Este texto foi originalmente postado em meu perfil no Steemit, uma plataforma que remunera o criador pelo seu conteúdo, confira:

Um dos desafios mais insurgentes na minha área de atuação acadêmica é sobre o quão eficazes estamos sendo na comunicação de nossas ideias. Enquanto alguém que estuda filosofia, é corriqueiro considerar uma distinção que se faz entre dois tipos característicos de filósofos: os analíticos e os continentais.

Falando de um modo bem simples, os analíticos são aqueles que acreditam na possibilidade de aumentarmos a precisão da nossa linguagem. Para eles, uma boa comunicação depende de usarmos as melhores palavras não-genéricas que melhor descrevam nossos pensamentos, pois palavras genéricas (como “Ser” e “Nada”, comuns na ontologia) costumam mais causar dubiedades e variações nas interpretações do que progredir no debate. Para os continentais, entretanto, a precisão da linguagem é limitadora do fazer-filosófico, pois ao seu ver a filosofia deve permitir a construção de pensamentos por meio de narrativas e transmissão de experiências e intuições particulares dos filósofos.

A reflexão que aqui trago, porém, não se basta nesta distinção entre continentais e analíticos. Antes, o emprego da boa comunicação a que me refiro não é uma questão de qual método devemos empregar na construção de nossos pensamentos; o foco a ser dado para transmitirmos nossas ideias dependerá, acima de tudo, do contexto no qual estamos envolvidos.

Tente falar como um profissional do Direito em uma escola pública: você muito dificilmente será entendido. Aliás, é bem comum que os estudantes não entendam seus próprios professores — por que seria diferente com alguém cuja forma de comunicação é tão distante da realidade escolar? Podemos extrapolar este exemplo para outros casos, mas acredito que vocês já captaram a ideia.
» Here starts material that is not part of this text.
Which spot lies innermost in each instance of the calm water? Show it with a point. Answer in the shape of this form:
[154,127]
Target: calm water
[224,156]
Agora pare e pense naqueles profissionais que, por uma necessidade estratégica, precisam aprender a usar jeitos diferentes de se comunicar em diferentes ambientes. O médico estuda por longos anos numa universidade, aprendendo conceitos complexos sobre a anatomia humana, falando em termos que o distancia da grande maioria das pessoas de qualquer nação; entretanto, quando precisa atender cidadãos comuns no consultório, ele se utiliza da linguagem do povo, sempre atentando para o tipo de paciente que está diante de si (se for uma criança, até linguajar infantil cabe).

Vale atentar para um detalhe: embora o contexto precise ser sempre relevado, a boa gramática está sempre presente. Por uma questão de eficiência na comunicação, precisamos falar evitando gírias e termos que causam interpretações contraditórias, priorizando fazer de nossa sequência de palavras um todo coerente e transmissível em sua essência.

Não que o formato importe mais que o conteúdo, mas quem pretende dizer algo, de forma séria e equilibrada, na internet, precisa entender a necessidade de se escrever corretamente.

Não só pela seriedade para com as palavras que essa simples atitude demonstra, por parte de quem escreve, mas até mesmo para evitar ruídos de comunicação e para, especialmente, evitar que as pessoas foquem em erros pequenos e que só têm a fazer com que os debates atrasem por falta de objetividade no assunto.

Por favor, se preocupem mais com as palavras. Deem mais carinho à língua e à comunicação. Somos seres sociais. Portanto, quando formos nos comunicar, que prezemos por uma boa forma de falar.

Para mais dicas filosóficas de como melhorar sua comunicação, considere ler o livro Ensaio Filosófico: O Que É, Como Se Faz de A. P. Martinich.